Imagine you are Mrs. Smith’s lawyer, and you have promised to execute the terms of her will after
she dies. Years ago she had you draw up a will leaving her substantial fortune to a famine relief
fund. When she dies and you go through her papers, however, you find a more recent, legally
binding will, written and signed by Mrs. Smith herself, in which she bequeaths all her money to her
lazy niece, who (you know) will spend it on beer and Beanie Babies. No one else knows of the
later will, but by law a later will supplant an earlier one.
A. Explain, thoroughly, the relevant aspects of Kant’s and Mill’s theories. In other words, what
would Kant and Mill think is (morally) at stake in this scenario?

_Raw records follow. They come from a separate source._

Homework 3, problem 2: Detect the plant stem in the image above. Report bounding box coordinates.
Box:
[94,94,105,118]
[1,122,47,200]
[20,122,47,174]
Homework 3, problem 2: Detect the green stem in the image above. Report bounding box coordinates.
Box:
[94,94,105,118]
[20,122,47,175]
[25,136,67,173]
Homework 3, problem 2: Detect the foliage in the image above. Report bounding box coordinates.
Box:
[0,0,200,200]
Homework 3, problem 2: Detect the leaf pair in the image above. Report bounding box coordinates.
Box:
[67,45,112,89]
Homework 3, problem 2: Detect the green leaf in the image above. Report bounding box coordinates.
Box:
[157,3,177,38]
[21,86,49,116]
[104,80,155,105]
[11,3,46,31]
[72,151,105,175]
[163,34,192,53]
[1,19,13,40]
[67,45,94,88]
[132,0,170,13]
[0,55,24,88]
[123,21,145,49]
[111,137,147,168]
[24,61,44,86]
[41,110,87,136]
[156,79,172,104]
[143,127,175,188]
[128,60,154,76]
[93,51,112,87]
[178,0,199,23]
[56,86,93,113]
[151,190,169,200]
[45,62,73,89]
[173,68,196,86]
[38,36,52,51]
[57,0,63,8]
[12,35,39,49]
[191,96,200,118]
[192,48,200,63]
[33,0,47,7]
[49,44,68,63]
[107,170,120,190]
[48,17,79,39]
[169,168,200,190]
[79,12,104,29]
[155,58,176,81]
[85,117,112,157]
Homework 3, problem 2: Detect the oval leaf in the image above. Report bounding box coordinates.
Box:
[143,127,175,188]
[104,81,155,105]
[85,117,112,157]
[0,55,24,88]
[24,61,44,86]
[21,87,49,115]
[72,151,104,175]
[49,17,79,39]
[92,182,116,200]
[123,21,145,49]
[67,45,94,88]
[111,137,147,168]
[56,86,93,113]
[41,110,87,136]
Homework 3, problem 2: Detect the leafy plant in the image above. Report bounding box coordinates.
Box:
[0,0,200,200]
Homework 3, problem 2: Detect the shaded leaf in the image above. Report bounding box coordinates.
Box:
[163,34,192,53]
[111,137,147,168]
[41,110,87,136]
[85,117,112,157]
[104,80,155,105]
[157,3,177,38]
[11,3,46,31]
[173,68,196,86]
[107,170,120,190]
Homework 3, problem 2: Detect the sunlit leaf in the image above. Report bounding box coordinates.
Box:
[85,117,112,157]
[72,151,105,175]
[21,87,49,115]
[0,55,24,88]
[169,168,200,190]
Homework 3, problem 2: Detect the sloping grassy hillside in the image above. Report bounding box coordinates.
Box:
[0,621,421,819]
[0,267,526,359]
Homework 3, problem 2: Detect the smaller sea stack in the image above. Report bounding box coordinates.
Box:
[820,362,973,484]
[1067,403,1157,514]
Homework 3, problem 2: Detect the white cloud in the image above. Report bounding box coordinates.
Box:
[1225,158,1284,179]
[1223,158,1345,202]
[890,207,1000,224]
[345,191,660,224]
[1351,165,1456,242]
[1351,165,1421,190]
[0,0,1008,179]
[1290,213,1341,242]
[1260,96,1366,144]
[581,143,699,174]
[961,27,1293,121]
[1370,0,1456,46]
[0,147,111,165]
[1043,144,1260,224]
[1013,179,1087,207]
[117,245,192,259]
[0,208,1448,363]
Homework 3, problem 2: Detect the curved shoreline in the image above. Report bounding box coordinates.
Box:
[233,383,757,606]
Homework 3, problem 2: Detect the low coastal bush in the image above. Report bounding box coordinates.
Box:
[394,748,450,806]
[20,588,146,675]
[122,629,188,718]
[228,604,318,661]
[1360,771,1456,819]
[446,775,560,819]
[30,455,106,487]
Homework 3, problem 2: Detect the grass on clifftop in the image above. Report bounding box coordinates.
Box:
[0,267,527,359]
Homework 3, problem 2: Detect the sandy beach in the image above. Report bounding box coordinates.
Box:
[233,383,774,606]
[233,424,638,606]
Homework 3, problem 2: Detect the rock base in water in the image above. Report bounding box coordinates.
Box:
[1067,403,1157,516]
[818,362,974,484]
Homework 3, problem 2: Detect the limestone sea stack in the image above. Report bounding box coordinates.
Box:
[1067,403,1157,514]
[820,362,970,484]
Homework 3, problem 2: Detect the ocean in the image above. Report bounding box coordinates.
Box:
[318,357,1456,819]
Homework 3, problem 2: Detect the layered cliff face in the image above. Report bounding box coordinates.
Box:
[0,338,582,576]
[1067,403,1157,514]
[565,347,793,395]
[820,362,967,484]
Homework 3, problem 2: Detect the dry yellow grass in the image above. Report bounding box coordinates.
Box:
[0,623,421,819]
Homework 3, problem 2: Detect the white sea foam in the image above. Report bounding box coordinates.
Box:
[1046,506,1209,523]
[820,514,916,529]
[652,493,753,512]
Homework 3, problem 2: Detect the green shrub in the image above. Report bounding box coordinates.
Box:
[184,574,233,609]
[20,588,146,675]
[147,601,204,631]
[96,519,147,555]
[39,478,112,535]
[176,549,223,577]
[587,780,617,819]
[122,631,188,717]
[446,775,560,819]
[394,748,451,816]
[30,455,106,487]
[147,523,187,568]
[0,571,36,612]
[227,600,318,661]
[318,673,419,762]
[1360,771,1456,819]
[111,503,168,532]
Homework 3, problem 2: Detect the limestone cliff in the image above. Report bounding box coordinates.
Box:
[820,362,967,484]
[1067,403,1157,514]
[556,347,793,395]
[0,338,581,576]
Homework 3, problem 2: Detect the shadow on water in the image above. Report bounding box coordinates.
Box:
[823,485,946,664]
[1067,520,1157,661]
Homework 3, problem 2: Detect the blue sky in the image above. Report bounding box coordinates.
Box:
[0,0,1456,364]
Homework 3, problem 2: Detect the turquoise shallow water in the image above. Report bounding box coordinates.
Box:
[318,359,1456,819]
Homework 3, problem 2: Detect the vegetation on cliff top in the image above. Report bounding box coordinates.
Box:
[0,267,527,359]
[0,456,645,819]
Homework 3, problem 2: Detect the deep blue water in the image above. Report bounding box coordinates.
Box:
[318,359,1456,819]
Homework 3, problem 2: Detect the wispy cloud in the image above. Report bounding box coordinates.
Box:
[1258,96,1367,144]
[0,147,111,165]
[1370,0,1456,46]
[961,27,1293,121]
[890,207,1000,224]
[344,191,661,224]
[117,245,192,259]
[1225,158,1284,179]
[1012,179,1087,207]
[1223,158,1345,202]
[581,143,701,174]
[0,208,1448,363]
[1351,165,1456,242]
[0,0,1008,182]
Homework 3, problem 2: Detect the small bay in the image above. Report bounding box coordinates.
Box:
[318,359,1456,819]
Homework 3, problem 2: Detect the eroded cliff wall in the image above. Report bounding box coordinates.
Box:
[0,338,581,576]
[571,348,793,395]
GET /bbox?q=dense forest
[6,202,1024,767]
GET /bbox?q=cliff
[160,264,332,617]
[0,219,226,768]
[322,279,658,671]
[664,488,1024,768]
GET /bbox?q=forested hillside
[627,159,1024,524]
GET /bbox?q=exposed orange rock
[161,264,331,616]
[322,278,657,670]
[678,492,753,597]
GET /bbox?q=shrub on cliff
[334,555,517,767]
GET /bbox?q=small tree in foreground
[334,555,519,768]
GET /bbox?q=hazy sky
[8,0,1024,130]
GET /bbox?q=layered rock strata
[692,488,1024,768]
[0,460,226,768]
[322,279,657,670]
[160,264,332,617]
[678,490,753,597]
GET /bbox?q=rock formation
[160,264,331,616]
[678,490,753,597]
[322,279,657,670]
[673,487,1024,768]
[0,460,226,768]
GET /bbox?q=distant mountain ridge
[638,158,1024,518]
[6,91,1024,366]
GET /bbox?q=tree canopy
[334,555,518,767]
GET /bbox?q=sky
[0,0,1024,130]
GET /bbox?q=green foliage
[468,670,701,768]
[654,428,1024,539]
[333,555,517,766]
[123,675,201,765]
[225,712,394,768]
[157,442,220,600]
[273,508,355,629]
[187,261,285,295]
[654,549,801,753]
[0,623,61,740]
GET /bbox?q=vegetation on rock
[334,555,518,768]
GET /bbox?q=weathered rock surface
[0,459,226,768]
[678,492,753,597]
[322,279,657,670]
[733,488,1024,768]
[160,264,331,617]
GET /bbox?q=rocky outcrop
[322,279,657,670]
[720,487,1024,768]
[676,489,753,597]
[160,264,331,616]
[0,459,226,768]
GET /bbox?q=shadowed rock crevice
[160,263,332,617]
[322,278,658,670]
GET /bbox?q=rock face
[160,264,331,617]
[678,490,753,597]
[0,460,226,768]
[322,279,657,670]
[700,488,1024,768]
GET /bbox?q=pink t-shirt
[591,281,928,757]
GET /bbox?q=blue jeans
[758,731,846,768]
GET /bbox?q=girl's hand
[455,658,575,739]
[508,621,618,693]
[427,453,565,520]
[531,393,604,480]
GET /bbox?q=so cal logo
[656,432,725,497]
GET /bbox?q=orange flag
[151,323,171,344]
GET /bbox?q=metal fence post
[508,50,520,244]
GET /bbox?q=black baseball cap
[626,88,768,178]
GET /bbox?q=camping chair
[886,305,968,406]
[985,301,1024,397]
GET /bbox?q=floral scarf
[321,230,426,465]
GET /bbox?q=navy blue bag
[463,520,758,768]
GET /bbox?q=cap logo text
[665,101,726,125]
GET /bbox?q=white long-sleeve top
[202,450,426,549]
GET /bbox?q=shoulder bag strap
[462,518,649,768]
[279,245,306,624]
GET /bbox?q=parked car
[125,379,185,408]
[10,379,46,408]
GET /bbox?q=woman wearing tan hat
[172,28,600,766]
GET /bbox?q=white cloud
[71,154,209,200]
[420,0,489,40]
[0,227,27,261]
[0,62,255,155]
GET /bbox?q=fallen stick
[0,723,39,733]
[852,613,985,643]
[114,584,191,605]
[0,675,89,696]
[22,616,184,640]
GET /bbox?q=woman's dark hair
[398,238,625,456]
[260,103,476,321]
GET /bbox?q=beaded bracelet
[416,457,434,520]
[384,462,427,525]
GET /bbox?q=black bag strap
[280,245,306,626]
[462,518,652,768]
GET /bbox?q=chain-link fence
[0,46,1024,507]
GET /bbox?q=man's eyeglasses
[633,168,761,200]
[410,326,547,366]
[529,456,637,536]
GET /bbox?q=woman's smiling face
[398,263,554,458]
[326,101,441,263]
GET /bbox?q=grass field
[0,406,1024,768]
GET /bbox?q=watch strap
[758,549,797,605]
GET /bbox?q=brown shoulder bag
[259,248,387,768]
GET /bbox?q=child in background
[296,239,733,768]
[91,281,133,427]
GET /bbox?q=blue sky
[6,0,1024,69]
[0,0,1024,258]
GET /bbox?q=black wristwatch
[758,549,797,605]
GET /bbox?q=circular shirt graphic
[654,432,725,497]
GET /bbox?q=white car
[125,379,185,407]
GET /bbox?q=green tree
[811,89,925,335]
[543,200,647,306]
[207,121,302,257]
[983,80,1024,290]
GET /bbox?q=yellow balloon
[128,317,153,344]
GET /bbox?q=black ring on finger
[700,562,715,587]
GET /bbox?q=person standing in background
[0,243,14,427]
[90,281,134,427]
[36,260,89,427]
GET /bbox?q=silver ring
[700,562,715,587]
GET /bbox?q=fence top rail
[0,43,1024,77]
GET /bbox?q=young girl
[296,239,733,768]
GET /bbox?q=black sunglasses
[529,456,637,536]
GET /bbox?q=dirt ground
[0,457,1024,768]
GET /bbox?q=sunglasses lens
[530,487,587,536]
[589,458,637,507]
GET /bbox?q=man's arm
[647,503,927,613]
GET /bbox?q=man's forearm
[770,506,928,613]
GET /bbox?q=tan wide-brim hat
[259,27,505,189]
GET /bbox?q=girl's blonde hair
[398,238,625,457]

B. From Kant’s perspective: Should you execute the later will? Or should you secretly destroy it,
act as if it never existed, and carry out the terms of the earlier one (giving the money to famine
relief)? Why? From Mill’s perspective: Should you execute the later will? Or should you secretly
destroy it, act as if it never existed, and carry out the terms of the earlier one (giving the money
to famine relief)? Why?
C. Make an argument explaining which philosopher gives the better moral guidance and which
gives the worst. What’s something that you would change to ameliorate the “worse” theory? Be
sure to thoroughly explain your assessments here.